TorgoX on 2002-02-14T13:20:50

Dear Log,

What I'd really like to be added to Perl:

I'd like if there were a %C sprintf format that was like %g, but also did commafication on the integer part of the number(well, with a locale-specific thousands separator, so you get "." or " " as locale-appropriate). So I can just do printf "That file uses %C bytes.\n", -s $filename; and have it say, for example, That file uses 10,116,911 bytes.
(I know it would be a Good Thing if all of sprintf were rewritten to allow, say, overloading specific sprintf formats. But I see reason to wait for that. If I knew any C, I'd just have done this myself years ago and submitted the patch; but I don't know C.)

Another thing I'd really like:

I'd like if there were a file read-discipline that would auto-guess the encoding (at least as either UTF-8, UTF-16, or other), and also auto-guess the newline format.


For some reason, I'm in a particularly foul mood today, so I hereby threaten to put an ice-axe thru the forehead of anyone who wants to tell me that these things don't belong in the Perl core.


More Important

pudge on 2002-02-14T13:41:23

would be to finish implementing *all* of sprintf in perl's core. For example, %g is broken in the version of sfio that MacPerl uses, and perl doesn't implement %g, though it implements many of the others.

That said, %C seems like a decent idea to me, but it makes me think of what other formats we might want. Maybe a format for HTML encoding or URI encoding of a string? :-)/2

What *I* would really like...

djberg96 on 2002-02-14T14:22:11

...is a working, stable thread model.

Occasionally I tinker with the notion of fork'ing some of my apps where I think I could get some extra speed, but then the reality of overhead hits me.

too many choices

jmm on 2002-02-14T15:47:37

The alphabet is too small for the number of formats you might want. (The example of memory given is wrong - memory you want to be displayed with 3 or 4 characters of accuracy and variable units automatically switching amongst B, KB, MB, GB, ...)
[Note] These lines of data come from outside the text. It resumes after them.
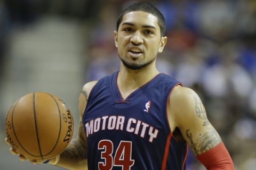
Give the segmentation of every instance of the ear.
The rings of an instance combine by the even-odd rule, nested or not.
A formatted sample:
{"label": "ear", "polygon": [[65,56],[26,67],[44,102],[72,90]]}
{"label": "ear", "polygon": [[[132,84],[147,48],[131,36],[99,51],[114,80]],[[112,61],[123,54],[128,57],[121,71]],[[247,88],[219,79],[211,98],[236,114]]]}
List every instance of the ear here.
{"label": "ear", "polygon": [[167,42],[167,37],[162,37],[161,41],[158,47],[158,53],[161,53],[163,52],[164,47],[165,46],[165,44]]}
{"label": "ear", "polygon": [[115,46],[116,48],[118,47],[118,44],[117,42],[117,31],[114,31],[114,38],[115,39]]}

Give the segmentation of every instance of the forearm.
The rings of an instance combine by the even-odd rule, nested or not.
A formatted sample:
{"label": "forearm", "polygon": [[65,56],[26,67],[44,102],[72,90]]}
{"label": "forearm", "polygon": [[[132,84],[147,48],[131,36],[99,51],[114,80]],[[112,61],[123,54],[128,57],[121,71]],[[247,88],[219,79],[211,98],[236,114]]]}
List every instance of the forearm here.
{"label": "forearm", "polygon": [[72,140],[60,154],[56,166],[68,169],[87,169],[87,151],[85,146],[76,139]]}
{"label": "forearm", "polygon": [[196,157],[209,170],[234,169],[230,156],[222,142]]}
I think that it would be better for printf to check whether the value to be printed is an object which has a printf method. If it does, it gets called something like:

      $val->printf( width, prec, format, flags )

That lets you roll your own and have as many formats as you have object types for each letter of the alphabet.

Encoding Detection

Matts on 2002-02-14T17:34:22

I've done this for UTF16/UCS2 (both little and big endian), UTF32/UCS4 (again, both ends ;-), and UTF8, using byte order marks, for XML::SAX::PurePerl. It should be fairly easy to extract the code and stuff into the I/O layer.